Excerpted From: Neil G. Williams, A Reflection on Integration, 17 Revista de Estudios Criticos del Derecho 35 (2021) (28 Footnotes) (Full Document Requested)

NeilGWilliamsMany argue that America is at its greatest degree of polarization since the Civil War. Whereas the fault lines that gave rise to the Civil War were primarily geographical, our divisions now are in large part racial, ethnic, and political, pitting a predominantly white Republican Party against a Democratic Party that appeals to the vast majority of voters of color. As I write this Essay in December 2019, the rancor among Americans is at a fever pitch. Incivility has become the norm in politics, starting at the very top with the current President--Donald Trump. Many of the recipients of his barbed attacks are people of color.
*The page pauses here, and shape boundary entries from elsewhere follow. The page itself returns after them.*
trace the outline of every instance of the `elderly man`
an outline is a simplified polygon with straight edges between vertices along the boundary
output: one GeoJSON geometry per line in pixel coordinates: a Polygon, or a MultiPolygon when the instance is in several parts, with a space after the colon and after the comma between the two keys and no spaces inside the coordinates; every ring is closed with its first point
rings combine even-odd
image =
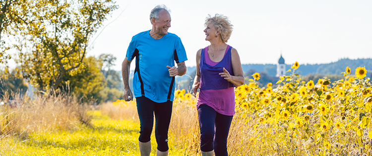
{"type": "Polygon", "coordinates": [[[170,11],[159,5],[151,10],[150,30],[132,38],[126,56],[122,64],[125,101],[133,100],[129,87],[130,63],[135,57],[133,88],[140,121],[139,138],[141,156],[150,156],[150,136],[155,116],[157,155],[168,156],[168,131],[174,95],[175,77],[182,76],[187,68],[186,52],[181,40],[168,32],[171,27],[170,11]],[[178,67],[175,66],[175,61],[178,67]]]}

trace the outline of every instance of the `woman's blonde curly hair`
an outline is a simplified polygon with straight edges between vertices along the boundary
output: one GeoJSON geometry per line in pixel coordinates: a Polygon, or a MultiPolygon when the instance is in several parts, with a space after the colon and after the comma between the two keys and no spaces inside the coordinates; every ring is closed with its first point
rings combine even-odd
{"type": "Polygon", "coordinates": [[[233,26],[229,20],[229,17],[219,14],[216,14],[214,17],[212,17],[208,14],[204,25],[206,27],[208,24],[211,22],[214,23],[216,30],[220,32],[222,41],[224,43],[227,42],[227,40],[229,40],[231,36],[233,26]]]}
But the deleterious impact of the Trump administration's policies extends far beyond the persistent use of intemperate language and hate speech; those policies have often been directed with laser-like precision to harm the interests and needs of people of color. One needs to look no further than the Trump Administration's border policies. Innumerable asylum seekers of color have been separated from their families, while even more have been forced to live in conditions of squalor. Too many have died in American custody due to the failure to provide these migrants basic medical care. To be fair, the atmosphere of hate and intolerance that currently envelops this nation did not start with Donald Trump. One can make a case that racial hatred has continually scarred our national development from the very start and that we have only lulled ourselves into ephemeral dreams, at times along the way, that we have made greater progress than we actually have. As an example, the post-racial America we yearned for when Barack Obama was first elected President never came to fruition.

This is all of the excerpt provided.